Strong democracy vs. Strongman democracy in Mexico

Events have heated up considerably in Mexico concerning the disputed presidential election. Last week, the Federal Election Tribunal ruled that there had been little evidence of fraud in the election as claimed by Andres Manuel Lopez Obrador (AMLO). This clears the way for the Tribunal to declare Calderon the president elect, probably later this week. AMLO has already said he considers the possbile Calderon admistration to be illegitimate and is calling for a grassroots gathering on September 16 (Mexican Independence Day) in Mexico City. Many are worried that AMLO is going to declare a "government-in-exile" that could destabilize the country.
Mexican intellectual Enrique Krauze lays out the worry that Mexico's fragile democracy is under threat . His position is very similar to the idea that Victor and I explored in our podcast on democracy in the Americas in July. Krauze points out that Mexico has only had a tradition and practice of democratic rule for less 25 years in its hundreds of years as a society. He worries that putting too much pressure on it will cause it to collapse and bring about the Latin American tradition of caudillo, or strongman, government. The aspect that Krauze does not consider, which was brought up in our podcast, is that the destabilizing pressure on Mexican democracy is not coming from the grassroots, but from neo liberal economic policies that fuel globalization. Calderon represents many of the corporations and businesses that benefit from trade agreements, such as NAFTA, and is likely to continue this form of economic development. AMLO's support comes mostly from the poorer classes and among indigenous groups in the south. Journalist John Ross anticipates a class war to brew now with the Tribunal's decision .

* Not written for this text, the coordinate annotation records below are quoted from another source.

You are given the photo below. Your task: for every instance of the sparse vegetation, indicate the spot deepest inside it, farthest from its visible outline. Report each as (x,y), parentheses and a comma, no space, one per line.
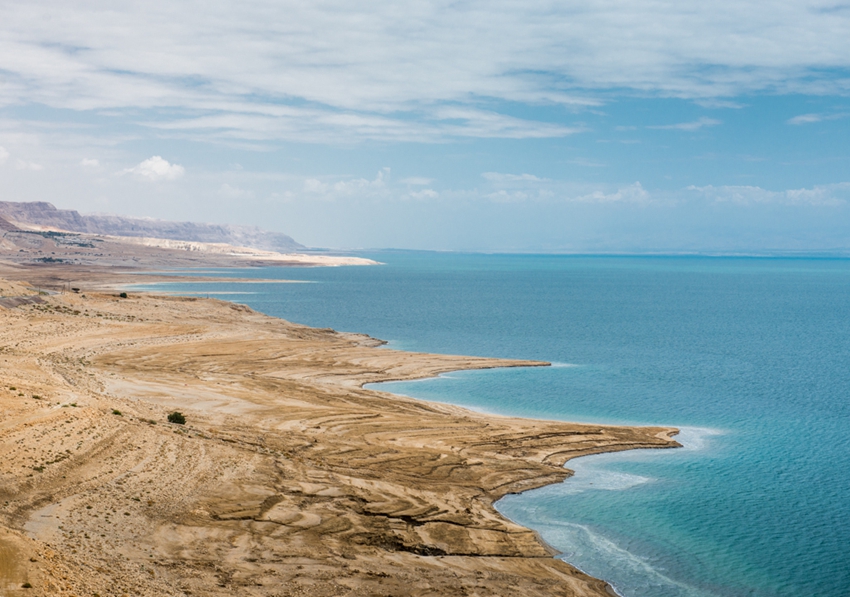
(177,417)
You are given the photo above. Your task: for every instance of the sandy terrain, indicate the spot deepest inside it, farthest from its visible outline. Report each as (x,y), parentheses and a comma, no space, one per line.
(65,249)
(288,477)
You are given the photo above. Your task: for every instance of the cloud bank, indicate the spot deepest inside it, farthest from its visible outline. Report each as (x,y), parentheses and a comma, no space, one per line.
(411,69)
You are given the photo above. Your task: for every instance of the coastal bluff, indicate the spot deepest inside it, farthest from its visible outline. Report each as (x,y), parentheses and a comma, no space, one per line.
(288,478)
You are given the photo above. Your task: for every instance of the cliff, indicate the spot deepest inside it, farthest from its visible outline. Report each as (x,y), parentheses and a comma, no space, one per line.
(45,215)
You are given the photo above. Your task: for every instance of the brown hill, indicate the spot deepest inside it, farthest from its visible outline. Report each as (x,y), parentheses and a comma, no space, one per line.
(43,214)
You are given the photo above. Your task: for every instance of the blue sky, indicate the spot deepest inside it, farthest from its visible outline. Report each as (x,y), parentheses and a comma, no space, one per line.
(597,126)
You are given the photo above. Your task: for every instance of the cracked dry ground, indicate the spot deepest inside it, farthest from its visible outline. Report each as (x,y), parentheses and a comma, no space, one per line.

Finally, a piece that suggests that the strength of democracy is something we need continually to uphold and nurture. There is a long tradition in the United States, going back to some of the founders, such as John Jay, and up to the present day in figures such as Richard Nixon, that distrusts the ability of common, ordinary people to have a say in democratic decision making processes. Has the war on terror created rules, procedures, expectations, and institutions that further this strongman view of government and eclipse strong democracy by the people? Perhaps the struggles in the streets of Mexico City are not really all that different from the struggles that are taking place in the United States in trying to define the meaning of democracy for the twenty-first century.